Здесь, на последнем пролете, суждено было оборваться ненадежному, едва сцепленному «телефонному мосту». Телефонистка давала то короткие и частые, а то непрерывные и длинные звонки. Но никакие музыкальные ухищрения не достигали цели. Трубку никто не брал.
...Майор сидел в кресле, закрыв лицо ладонью. Переводчик, глядя на него, повторял в трубку:
— Звоните еще!
Это требование прокатывалось от подстанции к подстанции.
— Ну чего звонить, ежели там никого немае? — досадовали телефонистки.
— Звоните, — внезапно произнес переводчик тем тоном, которому он обучился на допросах.
И напуганные внезапной переменой девушки сразу перестали кокетничать.
Несуразный аппарат в деревянном футляре продолжал трезвонить. На печи зашуршало, с лежанки свесились старческие ноги в подштанниках. И к телефону, в полной темноте, направился худенький старик. На печи под кожушком он угрелся. От легкого угара его покачивало, как от шипучего вина, которое он однажды пил. И приоткрыть ему пока удалось только левый глаз.
Отыскав на ощупь аппарат, старик долгое время никак не мог снять с рычага трубку, дергал ее и дал несколько раз отбой.
Но переводчик, не ведая всех этих подробностей, требовал своим безжалостным голосом:
— Звоните!.. Звоните!..
И когда всем, включая майора, стало совершенно очевидным, что затея бесплодна, по цепи от Хоцек до Золотоноши прокатился сонный старческий фальцет:
— Кого надо?!
После этого произошла заминка.

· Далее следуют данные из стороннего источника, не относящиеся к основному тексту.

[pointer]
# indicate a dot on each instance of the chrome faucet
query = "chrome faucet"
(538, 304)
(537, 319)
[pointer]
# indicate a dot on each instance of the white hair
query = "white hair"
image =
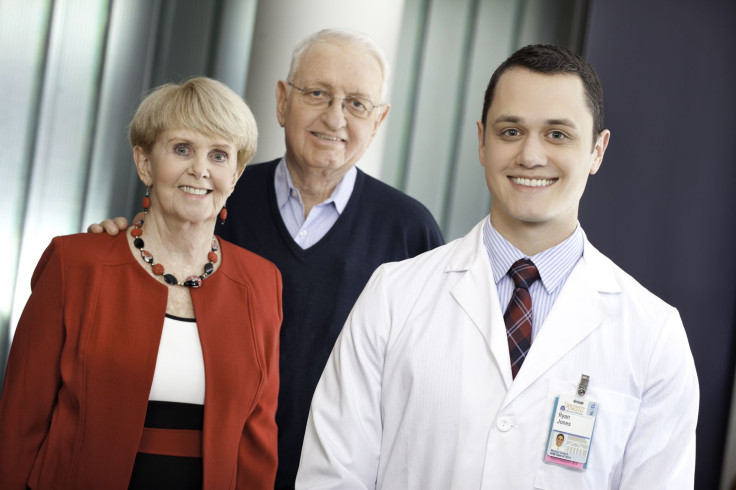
(342, 36)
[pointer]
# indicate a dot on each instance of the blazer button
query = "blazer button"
(504, 424)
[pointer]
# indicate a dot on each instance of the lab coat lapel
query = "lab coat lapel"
(577, 312)
(477, 296)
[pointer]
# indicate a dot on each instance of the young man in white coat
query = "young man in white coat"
(451, 374)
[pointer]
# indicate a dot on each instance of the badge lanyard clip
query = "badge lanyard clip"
(583, 385)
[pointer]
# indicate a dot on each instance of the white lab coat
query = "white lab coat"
(418, 393)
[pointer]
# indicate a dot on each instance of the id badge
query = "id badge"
(571, 432)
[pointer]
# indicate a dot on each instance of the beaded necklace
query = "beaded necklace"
(158, 269)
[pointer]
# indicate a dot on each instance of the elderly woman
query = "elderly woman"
(150, 359)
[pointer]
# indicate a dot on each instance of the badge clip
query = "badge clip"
(583, 385)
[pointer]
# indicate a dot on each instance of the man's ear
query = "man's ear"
(481, 140)
(599, 149)
(381, 117)
(282, 89)
(143, 165)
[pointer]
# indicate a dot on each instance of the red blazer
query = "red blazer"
(82, 361)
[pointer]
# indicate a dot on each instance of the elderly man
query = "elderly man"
(457, 368)
(322, 221)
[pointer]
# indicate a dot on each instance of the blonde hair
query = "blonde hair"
(348, 38)
(200, 104)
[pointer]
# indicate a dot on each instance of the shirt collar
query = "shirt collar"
(339, 197)
(554, 264)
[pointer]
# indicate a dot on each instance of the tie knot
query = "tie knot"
(524, 273)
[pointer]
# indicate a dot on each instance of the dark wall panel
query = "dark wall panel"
(663, 205)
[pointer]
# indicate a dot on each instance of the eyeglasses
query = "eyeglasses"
(319, 97)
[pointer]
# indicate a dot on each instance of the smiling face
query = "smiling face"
(191, 175)
(537, 152)
(330, 140)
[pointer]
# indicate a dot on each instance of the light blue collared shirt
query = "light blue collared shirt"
(554, 264)
(307, 232)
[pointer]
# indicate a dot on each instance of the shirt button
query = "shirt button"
(504, 424)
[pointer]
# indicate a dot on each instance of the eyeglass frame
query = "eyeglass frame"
(332, 98)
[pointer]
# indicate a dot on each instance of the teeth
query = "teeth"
(328, 138)
(194, 190)
(532, 182)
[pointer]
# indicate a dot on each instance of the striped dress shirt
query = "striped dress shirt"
(554, 264)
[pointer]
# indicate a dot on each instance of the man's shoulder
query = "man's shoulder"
(614, 279)
(383, 198)
(259, 169)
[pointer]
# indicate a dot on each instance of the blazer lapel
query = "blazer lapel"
(477, 296)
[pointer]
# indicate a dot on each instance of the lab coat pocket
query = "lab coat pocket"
(616, 417)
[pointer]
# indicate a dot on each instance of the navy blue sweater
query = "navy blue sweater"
(379, 224)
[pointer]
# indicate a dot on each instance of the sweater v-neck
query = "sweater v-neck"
(303, 254)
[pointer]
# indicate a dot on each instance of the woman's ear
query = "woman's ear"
(143, 165)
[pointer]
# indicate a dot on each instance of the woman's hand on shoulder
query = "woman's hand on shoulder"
(110, 226)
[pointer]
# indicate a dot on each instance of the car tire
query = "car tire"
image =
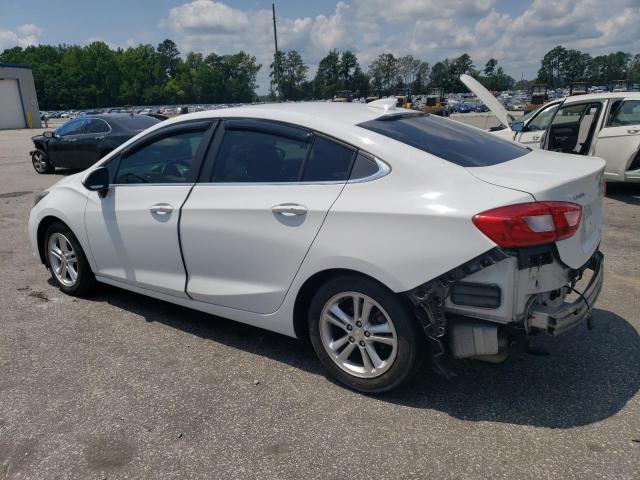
(390, 321)
(67, 262)
(40, 162)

Из Хоцек неслось «Аллё, аллё!», переводчик отвечал, но старик его не слышал, пока не оторвал наушника от щеки.
Звонок разбудил бывшего колхозного сторожа.
— Дедулечка, позови к телефону немецкого офицера, — настойчиво и ласково повторял мужской голос.
— А в какой вин ночуе хате? — оживился старик.
— Дедулечка, ты ж умница, — еще ласковей произнес переводчик. — Узнай это сам.
Дед осторожно положил трубку на стол. И начал искать в темноте на печи свои штаны.
Цепь замкнулась.
Надев порты, старый офицерский френч с костяными пуговицами, доставшийся ему еще при раскулачивании, дед сунул ноги в валенки с галошами из автомобильной камеры, косо напялил треух, запахнул на себе шубу «служебного пользования» и вышел на холод.
Сторож был замечательной личностью. Его никто не помнил молодым. И он никогда не желал другой работы, как только быть посыльным. Он мог пребывать часами и днями в полной апатии. Но лишь только он слышал чье-то указание, в нем просыпалась активность: он шел, говорил, передавал, разносил повестки, пакеты. А потом мог опять недвижно лежать и сидеть часами.